Closed GoogleCodeExporter closed 9 years ago
This is legit, and while I know a lot of work went into ImmutableSet, I do
think this demonstrates that it's still too easy to trigger the worst case of
linear probing.
I'm currently experimenting with the following smearing function:
hashCode ^= Integer.rotateRight(hashCode, 20) ^ Integer.rotateRight(hashCode, 12);
hashCode ^= Integer.rotateRight(hashCode, 7) ^ Integer.rotateRight(hashCode, 4);
hashCode *= 0x5BD1E995;
return hashCode;
(The multiplier constant is borrowed from murmur hash, which I suspected would
probably yield good results.)
I'm experimenting with quadratic probing at the moment with this smear
function, just because I want to avoid additional branches, and quadratic
probing retains pretty good locality.
Original comment by lowas...@google.com
on 27 Sep 2012 at 10:58
What's the latest rehash function being used in ConcurrentHashMapV8.java and so
forth? Doug changes it often and we might improve just by trying whatever he's
doing nowadays.
I also think double hashing sounds very worth trying -- all those bits sitting
there in the upper reaches of the "smeared" hash code, unused. (Maybe double
hashing isn't the right term here, not sure, perhaps this is cuckoo hashing
with N=2.)
Original comment by kevinb@google.com
on 27 Sep 2012 at 11:30
From
http://gee.cs.oswego.edu/cgi-bin/viewcvs.cgi/jsr166/src/jsr166e/ConcurrentHashMa
pV8.java?revision=1.62&view=markup :
/**
* Spreads higher bits to lower, and also forces top 2 bits to 0.
* Because the table uses power-of-two masking, sets of hashes
* that vary only in bits above the current mask will always
* collide. (Among known examples are sets of Float keys holding
* consecutive whole numbers in small tables.) To counter this,
* we apply a transform that spreads the impact of higher bits
* downward. There is a tradeoff between speed, utility, and
* quality of bit-spreading.
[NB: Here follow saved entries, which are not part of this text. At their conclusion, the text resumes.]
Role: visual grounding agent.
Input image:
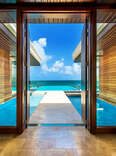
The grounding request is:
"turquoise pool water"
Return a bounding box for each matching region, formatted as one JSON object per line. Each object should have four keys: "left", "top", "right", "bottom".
{"left": 30, "top": 94, "right": 44, "bottom": 116}
{"left": 97, "top": 98, "right": 116, "bottom": 126}
{"left": 0, "top": 93, "right": 44, "bottom": 126}
{"left": 68, "top": 96, "right": 81, "bottom": 115}
{"left": 33, "top": 85, "right": 77, "bottom": 91}
{"left": 0, "top": 93, "right": 116, "bottom": 126}
{"left": 0, "top": 98, "right": 16, "bottom": 126}
{"left": 68, "top": 96, "right": 116, "bottom": 126}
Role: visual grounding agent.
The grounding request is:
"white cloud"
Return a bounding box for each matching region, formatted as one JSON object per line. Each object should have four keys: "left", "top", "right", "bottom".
{"left": 41, "top": 64, "right": 49, "bottom": 71}
{"left": 73, "top": 63, "right": 81, "bottom": 74}
{"left": 32, "top": 38, "right": 81, "bottom": 77}
{"left": 64, "top": 66, "right": 73, "bottom": 75}
{"left": 32, "top": 38, "right": 52, "bottom": 73}
{"left": 32, "top": 38, "right": 52, "bottom": 64}
{"left": 63, "top": 63, "right": 81, "bottom": 76}
{"left": 53, "top": 60, "right": 64, "bottom": 68}
{"left": 48, "top": 59, "right": 64, "bottom": 72}
{"left": 48, "top": 59, "right": 80, "bottom": 76}
{"left": 38, "top": 38, "right": 47, "bottom": 47}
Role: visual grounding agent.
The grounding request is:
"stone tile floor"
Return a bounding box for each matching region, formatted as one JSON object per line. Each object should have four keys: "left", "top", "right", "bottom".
{"left": 0, "top": 126, "right": 116, "bottom": 156}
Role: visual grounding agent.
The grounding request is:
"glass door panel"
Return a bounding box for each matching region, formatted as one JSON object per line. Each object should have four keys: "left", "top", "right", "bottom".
{"left": 0, "top": 10, "right": 17, "bottom": 126}
{"left": 96, "top": 9, "right": 116, "bottom": 127}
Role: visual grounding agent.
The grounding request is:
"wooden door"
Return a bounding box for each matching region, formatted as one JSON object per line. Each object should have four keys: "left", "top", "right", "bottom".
{"left": 87, "top": 12, "right": 96, "bottom": 134}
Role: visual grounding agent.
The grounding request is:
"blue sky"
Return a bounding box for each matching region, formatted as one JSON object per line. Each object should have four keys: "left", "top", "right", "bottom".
{"left": 29, "top": 24, "right": 83, "bottom": 80}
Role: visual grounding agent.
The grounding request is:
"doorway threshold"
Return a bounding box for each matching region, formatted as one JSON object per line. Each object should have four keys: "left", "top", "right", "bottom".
{"left": 27, "top": 123, "right": 85, "bottom": 127}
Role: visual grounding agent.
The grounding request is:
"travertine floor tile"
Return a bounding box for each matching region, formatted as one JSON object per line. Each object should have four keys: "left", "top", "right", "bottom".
{"left": 0, "top": 127, "right": 116, "bottom": 156}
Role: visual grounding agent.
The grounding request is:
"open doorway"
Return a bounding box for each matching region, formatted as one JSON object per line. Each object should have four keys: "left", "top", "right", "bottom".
{"left": 24, "top": 13, "right": 88, "bottom": 127}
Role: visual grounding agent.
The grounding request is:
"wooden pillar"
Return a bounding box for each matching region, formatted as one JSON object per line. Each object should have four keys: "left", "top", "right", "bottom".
{"left": 87, "top": 10, "right": 96, "bottom": 134}
{"left": 17, "top": 8, "right": 24, "bottom": 133}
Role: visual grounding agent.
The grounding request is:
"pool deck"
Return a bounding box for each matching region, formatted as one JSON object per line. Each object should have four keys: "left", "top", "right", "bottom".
{"left": 29, "top": 91, "right": 83, "bottom": 124}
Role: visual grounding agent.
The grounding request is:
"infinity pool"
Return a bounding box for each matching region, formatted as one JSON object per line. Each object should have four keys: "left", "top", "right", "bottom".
{"left": 0, "top": 93, "right": 116, "bottom": 126}
{"left": 68, "top": 96, "right": 81, "bottom": 115}
{"left": 0, "top": 93, "right": 44, "bottom": 126}
{"left": 97, "top": 98, "right": 116, "bottom": 126}
{"left": 68, "top": 96, "right": 116, "bottom": 126}
{"left": 30, "top": 93, "right": 44, "bottom": 116}
{"left": 31, "top": 85, "right": 77, "bottom": 91}
{"left": 0, "top": 98, "right": 16, "bottom": 126}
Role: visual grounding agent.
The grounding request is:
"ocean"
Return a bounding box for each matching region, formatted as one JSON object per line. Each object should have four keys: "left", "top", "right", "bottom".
{"left": 30, "top": 80, "right": 81, "bottom": 91}
{"left": 30, "top": 80, "right": 99, "bottom": 91}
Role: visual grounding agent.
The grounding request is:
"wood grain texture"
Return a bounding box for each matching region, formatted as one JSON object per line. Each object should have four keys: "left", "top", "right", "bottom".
{"left": 0, "top": 23, "right": 16, "bottom": 104}
{"left": 18, "top": 0, "right": 94, "bottom": 3}
{"left": 17, "top": 9, "right": 24, "bottom": 133}
{"left": 27, "top": 13, "right": 87, "bottom": 23}
{"left": 99, "top": 46, "right": 116, "bottom": 104}
{"left": 97, "top": 10, "right": 116, "bottom": 23}
{"left": 97, "top": 24, "right": 116, "bottom": 52}
{"left": 87, "top": 11, "right": 96, "bottom": 134}
{"left": 0, "top": 49, "right": 12, "bottom": 104}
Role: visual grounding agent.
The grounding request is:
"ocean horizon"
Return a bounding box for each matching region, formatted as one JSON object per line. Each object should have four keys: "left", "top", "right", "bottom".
{"left": 30, "top": 80, "right": 81, "bottom": 90}
{"left": 30, "top": 80, "right": 99, "bottom": 91}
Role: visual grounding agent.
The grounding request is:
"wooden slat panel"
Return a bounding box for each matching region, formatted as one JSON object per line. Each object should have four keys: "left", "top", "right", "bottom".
{"left": 18, "top": 0, "right": 94, "bottom": 3}
{"left": 0, "top": 28, "right": 16, "bottom": 52}
{"left": 5, "top": 0, "right": 116, "bottom": 3}
{"left": 97, "top": 10, "right": 116, "bottom": 23}
{"left": 99, "top": 46, "right": 116, "bottom": 104}
{"left": 0, "top": 49, "right": 12, "bottom": 104}
{"left": 27, "top": 13, "right": 87, "bottom": 23}
{"left": 0, "top": 24, "right": 16, "bottom": 104}
{"left": 97, "top": 25, "right": 116, "bottom": 51}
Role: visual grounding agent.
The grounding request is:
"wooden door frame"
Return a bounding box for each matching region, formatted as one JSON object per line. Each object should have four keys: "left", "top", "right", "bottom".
{"left": 17, "top": 10, "right": 30, "bottom": 132}
{"left": 0, "top": 5, "right": 116, "bottom": 134}
{"left": 87, "top": 10, "right": 96, "bottom": 134}
{"left": 21, "top": 8, "right": 116, "bottom": 134}
{"left": 20, "top": 10, "right": 97, "bottom": 134}
{"left": 17, "top": 8, "right": 25, "bottom": 133}
{"left": 0, "top": 7, "right": 90, "bottom": 134}
{"left": 17, "top": 9, "right": 93, "bottom": 134}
Because many common sets of hashes
* are already reasonably distributed across bits (so don't benefit
* from spreading), and because we use trees to handle large sets
* of collisions in bins, we don't need excessively high quality.
*/
private static final int spread(int h) {
h ^= (h >>> 18) ^ (h >>> 12);
return (h ^ (h >>> 10)) & HASH_BITS;
}
But honestly, part of the issue is that linear or quadratic open addressing is
vulnerable not just to exact hash collisions, but to hashes that differ only in
relatively low bits. The smearing methods don't do anything at all to help
there, and that's the issue that needs addressing.
(I'm pretty strongly inclined to keep linear or quadratic probing for the first
couple of probes at least, just to take advantage of memory locality.)
The experimental smearing method I proposed above is doing pretty well in
benchmarks at the moment, which is nice -- and it's doing well with both linear
and quadratic probing. Will keep y'all updated.
Original comment by lowas...@google.com
on 27 Sep 2012 at 11:42
@Louis: Note that unlike the right shifts, the rotations gives you no guarantee
that "hashCodes that differ only by constant multiples at each bit position
have a bounded number of collisions". Or maybe they do, but I can't see how.
> and quadratic probing retains pretty good locality.
I don't think so. It has good locality in the first few steps (which is good as
you quite often stop there), but on the average it's quite bad. Assuming the
probe sequence
0, 1, 3, 6, 10, 15
the distances are
1, 2, 3, 4, ...
which rarely hits the same cache line on the next step.
The classical double hashing has distances
N, N, N, ...
(where N is derived from the hash code and must be odd for power of two table
sizes)
which for most values of N never hits the same cache line on the next step.
What I'd propose is using distances
1, 1, 1, ..., 1, N, 1, 1, 1, ..., 1, N, ....
which most of the time hits the same cache line on the next step. Moreover, in
the beginning it's as efficient as the linear reprobing.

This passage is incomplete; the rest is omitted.